Although LG didn't show much emotion that day, I knew he must have been deeply pained. Don't ask why—I just knew. That overwhelming sorrow was palpable.

Actually, I married quite spectacularly. I mentioned earlier that LG's family was moderately affluent, and since LG worked in international banking management, our wedding was quite grand. Before getting married, I confided in my close friend about various anxieties in my heart. She carelessly said: "He's already yours. What else do you have to worry about?"

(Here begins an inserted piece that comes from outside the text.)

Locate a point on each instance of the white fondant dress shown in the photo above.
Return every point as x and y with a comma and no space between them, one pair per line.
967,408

She was right. What did I have to worry about? From now on, I would be his wife, and no one could replace me.

It's actually hard for me to bring up, and it's quite embarrassing. At the beginning of our marriage, we didn't have any marital life. First, he always had excuses to go out, and later, one evening after dinner when we drank a little wine, as I was clearing the table, he hugged me from behind. Eventually, we both lay down in bed, and he closed his eyes, kissing me while lying on top of me. His eyebrows were handsome, perfectly arched, and his nose straight. Actually, I noticed LG looked a bit like Huang Jue, just with a thinner face. Sigh, I digress.

We didn't go far, because at the last crucial moment, he suddenly stopped, sighed, and said: "Another day." Then he got up, put on his pajamas, and lit a cigarette.

What could I say? Later, I learned that his inability wasn't physical but psychological.

I tried very hard to be a qualified wife. Except for working hours, I took good care of him. I was an excellent cook, which particularly pleased my mother-in-law. Speaking of my mother-in-law, she was a very strong-willed and difficult person to get along with, but strangely, she liked me a lot. I also did my best to make her happy.